Back in June of last summer, I tapped out a letter to Black Crowes Drummer Steve Gorman about where the Crowes called home back when Atlanta was HQ, as part of the “Whats Wrong with Steve” feature on the official BC website. As a huge fan most of my life, I was surprised at how familiar I was with the areas he mentioned in his answer—-I’ve probably passed the house in Candler Park many times and have been a regular at Wax n’ Facts for years.
Read on for his amusing take on an Emory bar, the Pot Festival in Piedmont Park, and paying utilities with Chris Robinson.
June 2nd, 2010
Hey Steve,
I live in Atlanta, but didn’t move here till the beginning of this last decade. Even though it’s the Crowes’ former stomping grounds, I can find close to no remnants of you fellas here, save for a sticker of the old logo on a bathroom wall somewhere in Little 5 Points and a snapshot of a unenthusiastic Chris in the Silver Skillet on 14th street. Are there any landmarks of interesting Crowes history that I should be aware of? And please, if all possible, avoid playing at Chastain Park again. I got a bud who gets lost in the horse stables every time we go.
Alex in Atlanta
Alex
I am sure you’ve noticed that we’re playing the Tabernacle this time around. I can’t stand the thought of your friend suffering the indignity of another night spent lost in the stables, so I’ve taken action. You’re welcome.

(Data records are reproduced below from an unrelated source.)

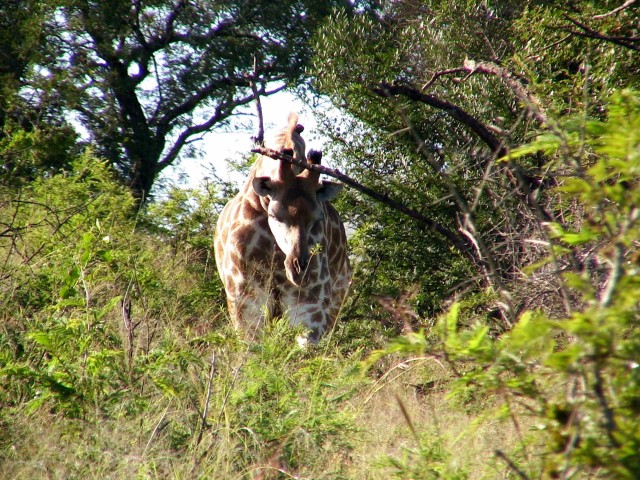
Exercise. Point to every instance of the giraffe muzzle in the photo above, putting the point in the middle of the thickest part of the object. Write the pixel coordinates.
(296, 269)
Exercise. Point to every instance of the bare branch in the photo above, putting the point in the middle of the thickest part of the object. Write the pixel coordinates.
(512, 466)
(458, 242)
(222, 111)
(496, 146)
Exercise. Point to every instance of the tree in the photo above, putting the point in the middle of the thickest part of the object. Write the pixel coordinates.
(437, 92)
(149, 77)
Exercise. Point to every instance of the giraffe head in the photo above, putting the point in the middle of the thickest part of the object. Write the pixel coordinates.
(293, 203)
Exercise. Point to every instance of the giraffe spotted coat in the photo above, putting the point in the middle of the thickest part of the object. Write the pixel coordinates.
(280, 245)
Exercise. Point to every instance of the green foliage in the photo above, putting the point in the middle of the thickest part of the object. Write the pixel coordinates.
(576, 378)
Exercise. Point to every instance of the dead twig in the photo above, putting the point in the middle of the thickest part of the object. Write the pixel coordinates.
(458, 242)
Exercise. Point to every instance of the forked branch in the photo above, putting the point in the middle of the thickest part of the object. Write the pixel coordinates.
(459, 242)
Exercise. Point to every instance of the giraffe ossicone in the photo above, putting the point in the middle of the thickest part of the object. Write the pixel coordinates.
(280, 246)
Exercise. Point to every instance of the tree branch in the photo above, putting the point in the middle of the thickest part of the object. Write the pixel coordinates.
(626, 4)
(496, 146)
(458, 242)
(222, 111)
(632, 43)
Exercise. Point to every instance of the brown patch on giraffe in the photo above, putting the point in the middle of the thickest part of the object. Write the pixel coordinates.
(318, 318)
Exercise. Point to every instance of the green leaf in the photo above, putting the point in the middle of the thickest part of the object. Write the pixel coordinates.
(546, 143)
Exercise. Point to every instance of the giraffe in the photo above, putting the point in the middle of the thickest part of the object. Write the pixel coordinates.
(280, 246)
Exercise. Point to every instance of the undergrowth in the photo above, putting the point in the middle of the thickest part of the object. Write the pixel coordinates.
(117, 359)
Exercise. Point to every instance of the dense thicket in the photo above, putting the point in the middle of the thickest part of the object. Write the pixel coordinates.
(436, 93)
(147, 78)
(513, 126)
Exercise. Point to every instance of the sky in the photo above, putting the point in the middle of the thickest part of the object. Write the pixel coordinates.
(235, 141)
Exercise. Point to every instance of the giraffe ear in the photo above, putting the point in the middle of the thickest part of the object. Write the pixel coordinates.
(263, 186)
(328, 191)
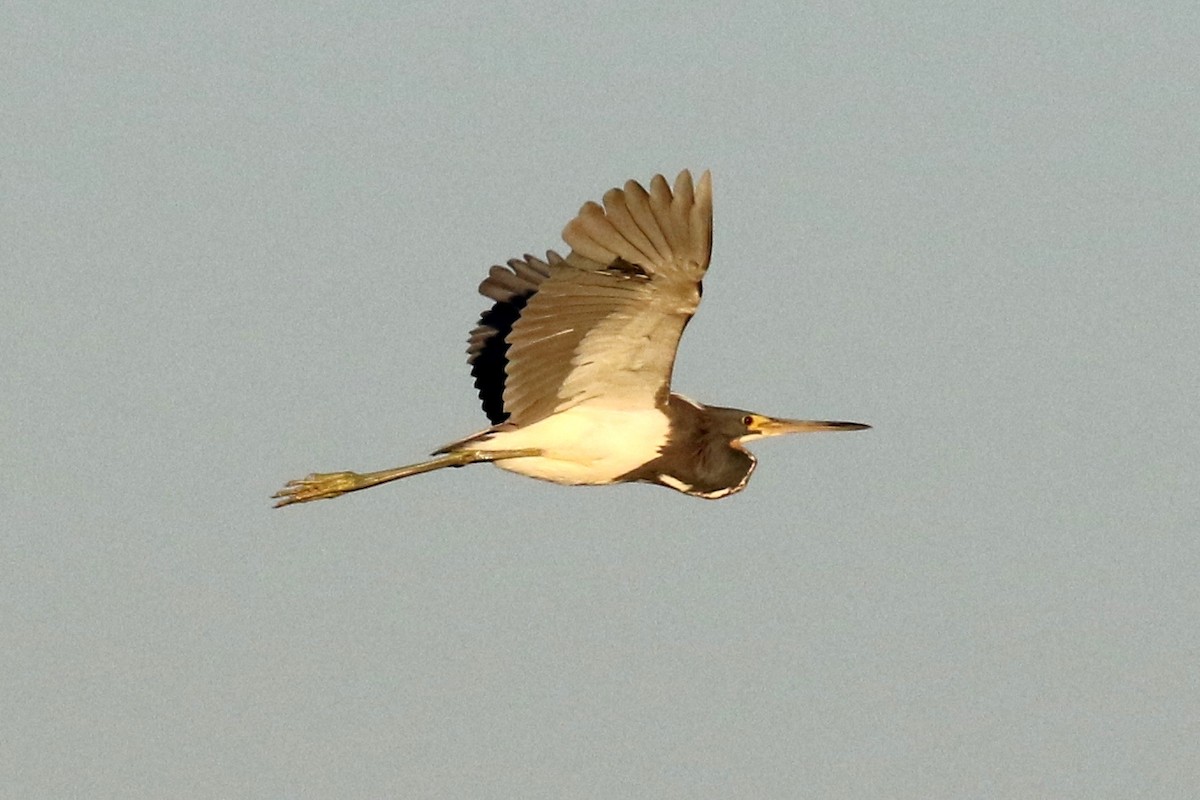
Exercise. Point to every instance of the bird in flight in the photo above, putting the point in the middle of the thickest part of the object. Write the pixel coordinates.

As for remnants of us in our old stomping grounds, there are still a few to see if you know where to look.
Here are a few suggestions:
You can take the MARTA to Candler Park and see the house where Chris, Sven, our friend Clint, and I lived in 1987. When you get off the train, take the escalator down on the Candler Park side and walk in a straight line out of the parking lot. Cross the street and you’ll literally walk right into our old front door, at 292 Oakdale Road.
Mr. Crowes Garden (Chris, Rich, and some other dudes) and Mary My Hope (Sven, Clint, me, and another dude) both used the middle room of the house as a rehearsal space. I don’t think we mentioned to the landlord as we were moving in that we were planning to rehearse there, but you know how those things go. We packed about ten years of excitement into less than twelve actual months of living there.
Four people paid rent, $112.50 each per month, and about 10 other people crashed there on a regular basis.
Trust me that the house you see today bears little resemblance to the shit hole that we evacuated in the fall of ’87. Someone put a lot of time, money, and effort into turning that dump around, I assure you.
In those days, we hung out at the Dugout on Oxford Road in Emory Village. It was the best music club in town for a brief spell in the spring of ’87 but that era ended when the place got shut down for serving alcohol to minors. As the doorman of the establishment, I plead the 5th as to how that sort of thing might have happened. The Dugout is now, and has been for many years, a bookstore. If you go there, just picture me in the front doorway aggressively denying entry to each and every Emory frat boy that approached, while at the same time happily allowing any girl who looked at least 16 (fake ID complete with 1966 birthdate or not) to enter with a nonchalant wave of my hand.
You could swing by Wax n Facts in Little 5 Points, where I “worked” after the Dugout closed but more importantly, where Chris and I would regularly loiter for hours and hours arguing over which Nick Drake record was the best and strategizing about where we could find free beer on any given night.
Around the corner from there is the North High Ridge apartment complex, where Chris and I lived for about 6 months after the Oakdale house fell apart. In that time span, not one utility bill was paid on time or in full. Good times.
You can check out Piedmont Park, where we played the Pot Festival in 1992. That was a good day. We played on a stage at the bottom of the hill off of 10th Street, close to the Piedmont Avenue side. There were about six hundred million people there, or so it seemed, and I remember thinking very clearly during that show that we were pretty badass. I later lived in that neighborhood for five years and walked my dog there every day, so the park has a lot of great memories for me.
Finally (because if I don’t stop now, this answer will turn into a book and I am not planning on writing that until next year) you can go to the corner of Mount Paran Road and Jett Road in Northwest Atlanta. On the NW corner of this intersection, you’ll see the house that Chris bought after the first tour and where, in the garage, we put together the songs that became SHAMC.
Across the street, on the SE corner, you’ll find the house where, four years later, we recorded TSAOC. That’s another house we rented without telling the landlords what we were doing. To this day, I doubt seriously that whoever owns that house has any idea that an album was made there.
Okay, that’s enough of a jog down memory lane for today.
When you have checked these spots off your list, and paid proper homage at each, let me know and I’ll come up with some more.